In excerpts of a speech released by the Obama campaign, the president is expected to say: “Today, my administration is launching new action against China – this one against illegal subsidies that encourage companies to ship auto parts manufacturing jobs overseas.
Almost immediately after President Obama’s plans were revealed, China requested formal negotiations with the U.S. over extra duties imposed on Chinese tire imports.
The U.S. passed tariffs on cheap Chinese imports in March, backdating them to 2006. The Chinese are now challenging that decision through the WTO.
Under WTO rules, China’s filing of its complaint has set the clock ticking on a 60-day period during which the United States can try to settle the dispute in bilateral talks.
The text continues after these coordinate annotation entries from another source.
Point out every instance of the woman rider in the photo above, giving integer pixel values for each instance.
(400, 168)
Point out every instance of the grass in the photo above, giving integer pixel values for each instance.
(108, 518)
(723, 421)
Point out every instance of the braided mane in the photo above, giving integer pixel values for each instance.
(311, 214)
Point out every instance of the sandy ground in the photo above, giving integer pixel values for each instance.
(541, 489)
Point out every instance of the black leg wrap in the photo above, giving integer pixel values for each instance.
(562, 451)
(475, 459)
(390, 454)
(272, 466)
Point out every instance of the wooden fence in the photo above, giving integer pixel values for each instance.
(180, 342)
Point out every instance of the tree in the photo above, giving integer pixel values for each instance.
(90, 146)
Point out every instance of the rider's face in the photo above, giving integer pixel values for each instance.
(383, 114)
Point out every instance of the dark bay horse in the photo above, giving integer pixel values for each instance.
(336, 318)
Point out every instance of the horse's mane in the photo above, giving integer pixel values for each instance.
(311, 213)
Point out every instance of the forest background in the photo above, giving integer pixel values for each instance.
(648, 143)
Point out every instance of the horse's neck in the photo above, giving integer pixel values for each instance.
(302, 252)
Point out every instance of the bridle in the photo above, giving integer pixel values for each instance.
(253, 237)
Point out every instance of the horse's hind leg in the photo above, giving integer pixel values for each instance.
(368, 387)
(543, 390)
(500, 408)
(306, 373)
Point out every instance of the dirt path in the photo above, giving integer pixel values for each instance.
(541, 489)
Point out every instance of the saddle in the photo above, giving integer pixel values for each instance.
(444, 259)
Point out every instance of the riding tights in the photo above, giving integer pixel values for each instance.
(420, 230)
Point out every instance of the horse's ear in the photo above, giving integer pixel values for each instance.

After that, China could ask the WTO to adjudicate.
Both sides figure to take cautious steps to avoid a trade war that could further damage their economies.
“Through consultation within the WTO trade dispute settlement mechanism, the Chinese side hopes the U.S. can correct its wrongdoing and properly deal with concerns from China,” said Shen Danyang, a spokesman for China’s Ministry of Commerce (MoC).
In the latest wrangle, the Obama administration claims that China’s “illegal subsidies” in the car sector totaled $1billion between 2009-11.
Obama believes that the subsidies encourage America to outsource cars and car parts production to China, with these products then exported into the U.S. or other nations.
“Export subsidies are prohibited under WTO rules because they are unfair and severely distort international trade,” said U.S. trade representative Ron Kirk in a statement.
China pledged to wipe out export subsidies when it joined the WTO in 2001.
The decision by the Obama administration comes on the heels of Romney’s accusation last week that the president was being too soft on China.
The administration has already filed two other WTO complaints against China this year. The first accused Beijing of restricting exports of so-called rare earth metals that are used to make high-tech devices.
The U.S. has argued this has distorted the world economy by making it more expensive to make such goods outside China.
The second case accused Beijing of imposing anti-dumping duties on American cars exported to China, making them more expensive to buy, in a bid to protect local manufacturers.
Anti-dumping duties are used if a country thinks an item is priced lower than it costs to produce.